Felsefenin temel problematiklerinden birisi olan varoluş üzerine eğilen Varoluşçuluk, kendisinden önceki felsefi düşüncenin aksine var olanın problemi üzerine yoğunlaşır. Soren Kierkegaard, Karl Jaspers, Martin Heidegger, Gabriel Marcel, Frederic Nietzche, Jean Paul Sartre, Simon de Beauvoir, Henri Bergson gibi düşünürler varoluşçuluğun gelişip bir felsefi akım olmasını sağlamışlardır. 19. yüzyılın ortalarından itibaren modern insanın içerisine düştüğü bunalım ve kimlik sorununun üzerine eğilerek insanın varlığını sorgulamaya başlayan Varoluşçuluk, Tanrıtanımaz ve Hristiyan varoluşçuluk olarak ikiye ayrılır. 1930’lu yıllarda yaygınlık kazanarak edebiyatta da yansıma bulur. Türk edebiyatında pek çok yazar Varoluşçu felsefe çerçevesinde eserler verir. Günümüz yazarlarından biri olan Hasan Ali Toptaş da hikâye ve roman gibi türlerde verdiği eserlerinde varoluşçu felsefenin unsurlarını kullanır. Ölü Zaman Gezginleri hikâye kitabında yer alan “Dünya Bir Gülnida” isimli hikâyesinde “seçim”, “sorumluluk”, “özgürlük”, “kendini gerçekleştirme”, “çoklu benlik”, “umutsuzluk” gibi varoluşçu felsefenin temel kavramlarını kullandığını görürüz. İki benliği arasında var olmaya, kendini gerçekleştirmeye çalışan hikâye kahramanı, toplumsal yapı ve evlilik kurumunun engelleri sebebiyle kendini var etme mücadelesinde başarıya ulaşamaz ve umutsuzluğa düşer. Estetik varoluş aşamasından etik varoluş aşamasına geçemeyen Gülnida kendini gerçekleştirmeyi başaramaz ve umutsuzluk içerisinde ölmeyi ya da kaçmayı düşünür.

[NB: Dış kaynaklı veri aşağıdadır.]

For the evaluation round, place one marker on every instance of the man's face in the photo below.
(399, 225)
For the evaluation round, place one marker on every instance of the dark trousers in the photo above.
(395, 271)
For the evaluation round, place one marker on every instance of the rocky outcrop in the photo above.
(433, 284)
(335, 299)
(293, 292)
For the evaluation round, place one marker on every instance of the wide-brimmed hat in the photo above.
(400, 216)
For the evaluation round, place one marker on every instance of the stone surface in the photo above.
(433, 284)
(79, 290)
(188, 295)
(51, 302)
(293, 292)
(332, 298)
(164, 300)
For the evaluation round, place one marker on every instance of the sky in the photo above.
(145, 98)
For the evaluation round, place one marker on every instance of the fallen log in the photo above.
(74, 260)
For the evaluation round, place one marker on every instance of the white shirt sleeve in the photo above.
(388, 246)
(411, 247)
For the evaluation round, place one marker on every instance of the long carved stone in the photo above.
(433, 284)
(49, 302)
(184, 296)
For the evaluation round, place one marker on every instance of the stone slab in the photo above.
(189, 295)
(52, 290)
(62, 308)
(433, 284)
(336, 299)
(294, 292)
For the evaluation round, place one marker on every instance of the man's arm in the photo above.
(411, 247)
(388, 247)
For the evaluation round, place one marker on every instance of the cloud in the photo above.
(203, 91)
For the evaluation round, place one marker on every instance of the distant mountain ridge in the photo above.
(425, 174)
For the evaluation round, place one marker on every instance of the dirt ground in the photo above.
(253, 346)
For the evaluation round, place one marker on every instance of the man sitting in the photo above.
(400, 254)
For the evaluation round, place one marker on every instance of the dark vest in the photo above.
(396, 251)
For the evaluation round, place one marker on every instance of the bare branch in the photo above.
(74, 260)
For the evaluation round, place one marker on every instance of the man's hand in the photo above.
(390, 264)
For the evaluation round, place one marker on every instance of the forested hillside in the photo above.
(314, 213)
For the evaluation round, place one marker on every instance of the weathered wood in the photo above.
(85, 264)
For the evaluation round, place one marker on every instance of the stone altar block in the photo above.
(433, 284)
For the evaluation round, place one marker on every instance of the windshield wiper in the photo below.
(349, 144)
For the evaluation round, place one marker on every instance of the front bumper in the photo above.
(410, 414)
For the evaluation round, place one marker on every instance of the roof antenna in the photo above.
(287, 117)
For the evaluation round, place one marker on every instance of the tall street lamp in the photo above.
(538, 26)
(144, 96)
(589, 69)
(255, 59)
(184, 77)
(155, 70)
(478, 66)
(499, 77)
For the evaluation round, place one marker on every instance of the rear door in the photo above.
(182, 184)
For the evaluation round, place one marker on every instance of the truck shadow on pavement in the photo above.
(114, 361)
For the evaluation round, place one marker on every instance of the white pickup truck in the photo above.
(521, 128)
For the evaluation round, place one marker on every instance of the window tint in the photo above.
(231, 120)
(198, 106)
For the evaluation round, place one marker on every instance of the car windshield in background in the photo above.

The Existence Problem of Woman in Helical Multiple Identity in the Hasan Ali Toptaş’s Dünya Bir Gülnida Story

Existentialism is concerned with existence which is a main problematic of philosophy and contrary to prceeding philosophical thought, it concentrates on that which is existing. Philosophers such as Soren Kierkegaard, Karl Jaspers, Martin Heidegger, Gabriel Marcel, Frederic Nietzche, Jean Paul Sartre, Simon de Beauvoir, Henri Bergson etc. enabled it to improve and become a philosophical trend. After the middle of the 19th century, Existentialism began to query human existence being concerning about depression and the identity problem of modern humans at that time. It split into two categories. One termed Atheist Existentialism and the other Christian Existentialism. About 1930’s, it gained wide currency and found a place in literary works. Many authors of works of Turkish literature fashioned their work in accord with existentialist philosophy. Hasan Ali Toptaş, a contemporary author uses elements of existentialism in his stories and novels. We see some components of existentialism, such as: “choice”, “responsibility”, “freedom”, “self-actualisation”, “multiple-identity”, “hopelessness”, etc. in the story of the “Dünya Bir Gülnida,” a part in his story book entitled Ölü Zaman Gezginleri. The heroine of the story who has striven for self-actualisation and struggled to exist between her two identities failed in this process, due to the social structure and the institution of marriage and then she despaired. While she couldn’t pass from an aesthetic existence to a moral existence, Gülnida couldn’t succeed and then thought of whether to die in hopelessness or to escape.